Neural networks are highly parallel architectures, which have been used successfully in pattern matching, clustering, and image coding applications. In this paper, we review neural network based techniques that have been used in image coding applications. The neural networks covered in this paper include multilayer perceptron (MLP), competitive neural network (CNN), frequency sensitive competitive neural network (FS-CNN), and self-organizing feature map network (SOFM). All of the above mentioned neural networks except MLP are trained using competitive learning and used for designing the vector quantizer codebook. The major problem with the competitive learning is that some of the neurons may get a little or no chance at all to win the competition. This may lead to a codebook containing several untrained codevectors or the codevectors that have not been trained enough. There are several possible ways to solve this problem, FS-CNN and SOFM offer solution to under-utilization of neurons. We present design algorithms for above mentioned neural networks as well as evaluate and compare their performance on several standard monochrome images.

Paper Details

Date Published: 9 March 1999
PDF: 12 pages
Proc.
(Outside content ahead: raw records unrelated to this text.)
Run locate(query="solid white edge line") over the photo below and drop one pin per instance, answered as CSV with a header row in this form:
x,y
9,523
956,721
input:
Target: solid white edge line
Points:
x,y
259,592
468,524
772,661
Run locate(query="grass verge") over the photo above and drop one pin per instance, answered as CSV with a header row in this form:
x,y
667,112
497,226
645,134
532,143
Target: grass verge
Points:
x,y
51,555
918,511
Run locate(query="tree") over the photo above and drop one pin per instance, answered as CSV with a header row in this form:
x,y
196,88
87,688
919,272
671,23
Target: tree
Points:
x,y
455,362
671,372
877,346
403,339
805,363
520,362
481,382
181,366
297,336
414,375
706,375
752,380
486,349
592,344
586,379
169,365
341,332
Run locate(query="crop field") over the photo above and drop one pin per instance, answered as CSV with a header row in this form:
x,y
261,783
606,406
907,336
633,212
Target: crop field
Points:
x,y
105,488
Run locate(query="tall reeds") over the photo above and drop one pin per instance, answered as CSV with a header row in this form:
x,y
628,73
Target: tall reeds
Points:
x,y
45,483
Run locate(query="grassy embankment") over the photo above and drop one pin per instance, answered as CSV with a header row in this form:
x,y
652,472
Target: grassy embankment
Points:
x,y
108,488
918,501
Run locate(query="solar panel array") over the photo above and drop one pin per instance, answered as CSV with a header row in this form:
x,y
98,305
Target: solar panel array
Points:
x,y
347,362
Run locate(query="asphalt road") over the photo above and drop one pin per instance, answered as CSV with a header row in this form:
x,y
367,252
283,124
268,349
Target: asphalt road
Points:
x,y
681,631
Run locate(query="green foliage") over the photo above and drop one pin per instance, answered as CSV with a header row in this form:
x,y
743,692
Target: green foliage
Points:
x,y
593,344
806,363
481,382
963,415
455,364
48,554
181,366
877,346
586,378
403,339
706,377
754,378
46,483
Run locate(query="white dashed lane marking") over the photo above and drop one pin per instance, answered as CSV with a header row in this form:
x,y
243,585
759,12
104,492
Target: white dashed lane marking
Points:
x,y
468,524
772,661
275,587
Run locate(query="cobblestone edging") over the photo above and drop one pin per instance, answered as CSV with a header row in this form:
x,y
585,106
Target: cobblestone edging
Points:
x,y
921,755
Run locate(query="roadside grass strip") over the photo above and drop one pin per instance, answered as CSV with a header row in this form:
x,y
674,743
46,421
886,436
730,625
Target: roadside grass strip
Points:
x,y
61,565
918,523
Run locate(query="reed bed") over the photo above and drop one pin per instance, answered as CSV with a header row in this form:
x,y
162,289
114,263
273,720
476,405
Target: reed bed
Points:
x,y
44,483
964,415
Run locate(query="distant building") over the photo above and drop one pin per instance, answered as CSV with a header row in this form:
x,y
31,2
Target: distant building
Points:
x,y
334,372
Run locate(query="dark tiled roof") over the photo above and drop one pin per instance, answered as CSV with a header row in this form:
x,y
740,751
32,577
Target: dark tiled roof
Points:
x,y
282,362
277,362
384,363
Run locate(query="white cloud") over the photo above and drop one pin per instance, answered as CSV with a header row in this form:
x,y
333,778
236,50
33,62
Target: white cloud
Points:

SPIE 3647, Applications of Artificial Neural Networks in Image Processing IV, (9 March 1999); doi: 10.1117/12.341123
Show Author Affiliations
Syed A. Rizvi, CUNY/College of Staten Island (United States)
Nasser M. Nasrabadi, U.S. Army Research Lab. (United States)

Published in SPIE Proceedings Vol. 3647:
Applications of Artificial Neural Networks in Image Processing IV
Nasser M. Nasrabadi; Aggelos K. Katsaggelos, Editor(s)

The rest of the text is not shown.